The Arts Department at The Sage School in Foxboro, MA is proud to participate in Creative Minds Unleashed!
The Sage School is an independent school for academically gifted children. Our Arts Department is dedicated to a philosophy of constructivist teaching and learning, which we measure through our students' creation of unique and personal demonstrations of their learning. We emphasize the ambiguity of "right" and "wrong," the development of lifelong work habits of mind, and the paramount importance of process over product. A point of pride at The Sage School is that most all arts work at The Sage School is student-developed. Below are three examples of entirely original student work:
Dance
Egyptian Pyramid
choreographed and performed by Ellie, Noa, and Kacey; Grade 5
“Our dance was inspired by Egyptian
movements. We incorporated those movements with softer movements.
All movements were powerful and sharp. The transitions were soft.

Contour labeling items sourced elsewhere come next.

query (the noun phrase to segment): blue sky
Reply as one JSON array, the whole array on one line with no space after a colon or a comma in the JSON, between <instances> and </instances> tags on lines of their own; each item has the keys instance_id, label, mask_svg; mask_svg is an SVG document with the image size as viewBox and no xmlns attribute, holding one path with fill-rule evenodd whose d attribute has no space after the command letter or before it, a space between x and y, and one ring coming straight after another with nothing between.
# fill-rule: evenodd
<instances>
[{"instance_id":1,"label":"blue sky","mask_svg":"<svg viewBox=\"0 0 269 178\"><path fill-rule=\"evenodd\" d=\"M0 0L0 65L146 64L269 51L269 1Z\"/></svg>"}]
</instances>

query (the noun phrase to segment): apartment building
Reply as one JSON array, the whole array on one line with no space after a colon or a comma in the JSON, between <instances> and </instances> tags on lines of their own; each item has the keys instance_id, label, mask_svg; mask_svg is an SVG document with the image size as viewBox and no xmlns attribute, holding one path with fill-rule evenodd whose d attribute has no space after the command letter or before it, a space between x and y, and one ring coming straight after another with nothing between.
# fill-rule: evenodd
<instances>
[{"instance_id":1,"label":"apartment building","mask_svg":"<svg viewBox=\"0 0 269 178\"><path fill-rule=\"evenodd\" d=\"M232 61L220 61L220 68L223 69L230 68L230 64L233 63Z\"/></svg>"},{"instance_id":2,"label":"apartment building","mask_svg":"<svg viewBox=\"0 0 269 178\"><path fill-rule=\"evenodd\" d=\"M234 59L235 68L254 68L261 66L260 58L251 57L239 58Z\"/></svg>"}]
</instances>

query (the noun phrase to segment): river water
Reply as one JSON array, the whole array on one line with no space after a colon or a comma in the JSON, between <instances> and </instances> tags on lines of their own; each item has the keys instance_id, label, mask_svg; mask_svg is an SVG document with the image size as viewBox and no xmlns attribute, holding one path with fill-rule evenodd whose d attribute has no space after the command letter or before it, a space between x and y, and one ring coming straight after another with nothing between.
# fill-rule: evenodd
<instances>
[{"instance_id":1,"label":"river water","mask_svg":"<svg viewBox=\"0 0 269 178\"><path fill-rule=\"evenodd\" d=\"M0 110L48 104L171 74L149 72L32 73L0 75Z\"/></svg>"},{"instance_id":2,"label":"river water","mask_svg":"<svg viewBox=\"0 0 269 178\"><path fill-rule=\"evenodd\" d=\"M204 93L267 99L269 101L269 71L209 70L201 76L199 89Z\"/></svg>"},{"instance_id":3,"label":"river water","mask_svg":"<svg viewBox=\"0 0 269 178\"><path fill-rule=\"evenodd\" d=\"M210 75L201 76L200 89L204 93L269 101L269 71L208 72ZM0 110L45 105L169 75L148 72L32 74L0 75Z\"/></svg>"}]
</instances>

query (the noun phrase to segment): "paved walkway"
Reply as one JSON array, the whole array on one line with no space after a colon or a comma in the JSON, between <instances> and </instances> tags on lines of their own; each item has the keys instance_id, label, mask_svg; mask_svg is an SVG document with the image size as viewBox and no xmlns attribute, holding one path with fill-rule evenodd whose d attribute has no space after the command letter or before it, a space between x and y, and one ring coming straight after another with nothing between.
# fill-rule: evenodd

We enjoyed making the piece. If we could change one thing, we would make
it longer.”
Kacey, Ellie and Noa
Teacher Note: Kacey, Ellie and Noa have
been studying a form of dance notation called The Language of
Dance which is based on Labanotation. In this assignment they had to
choreograph a dance that was four counts of eight, which is about thirty
seconds of movement, that incorporated a variety of notation symbols. The
dancers collaborated on the choreography and then notated the movement using
the symbols they had studied so far. As you read in their statement, they
titled the dance after the unique and stylized movements.
Danielle Bazinet
Visual Art
The Sports Player
conceived, designed, and built by Cole and Benjamin; Grade 1
"We made a person who plays both football and tennis. We got this idea
because one of us made a football field and the other made a tennis court and
then we wanted to come together to make a project. The first thing we did was
make the body with paper towel tubes. It was harder than we thought it would be."
Cole and Benjamin
Teacher's note: Cole and Benjamin had been working side by side for several weeks on
their respective sports arenas. They were constantly gathering ideas and giving
each other suggestions. When they both completed their work early, they decided
to work together to build a life size sports player that could physically stand
in between their two projects in the art exhibition. It is rare to see such
young children work on such a huge scale, and with such independent drive. They
debated the merits of various materials, and used their knowledge of attachment
options in inserting tubes into each other and cutting the ends for
"feet" to more securely attach the tubes to a flat surface. They
designed the water bottle holder, paper mached the football, and sculpted the
tennis racquet out of a wire coat hanger. Perhaps most challenging of all was
figuring out how to hold the arms up in an action pose and finding the point of
balance so the figure could stand on its own.
Emily Stewart
Music
African Lake
Composed and performed by Happy and Rebecca; Grade 4
"We decided to make the piece that we made because, one, Happy had this piano piece that she had stuck in her head, so she took out some chords from it, and added some things to it. The song inspired her because she thought that it was dark, and thin at the same time, meaning that the sounds were low and soft, and thin by not so dark that people don't like it. Rebecca just wanted something to do, and she liked bongos. Rebecca didn't really have an inspiration, she was just messing around with the xylophone, and we joined forces to make a beautiful song. The instruments we used were bongos, Rebecca played that. I played the electric piano. The instruments went together really well. Some troubles we ran into were the bongos fitting in, because sometimes they were just making a random beat. We fixed that by doing this: making the bongos faster to fit in with the xylophone and making the bongos have their own part in the song, rather than random bongos in a piano song."
Happy and Rebecca
Teacher's Note: Happy and Rebecca worked on this song for several class periods. It went through a handful of revisions, as the girls had to translate the chords that Happy had in her head to an accompanying part for the bass metallophone. Throughout their revisions, they also continually updated the percussion ostinato, at first beginning with a steady beat (which you still sometimes hear in parts of this recording) and advancing to more complex rhythmic patterns. This piece was created following the introduction of two concepts: chord progressions and rhythmic ostinati. The perseverance the girls showed on this project, the ability to take previously known material (the chords Happy had stuck in her head) and integrate it to create something new, and the collaborative manner in which they worked are all notable.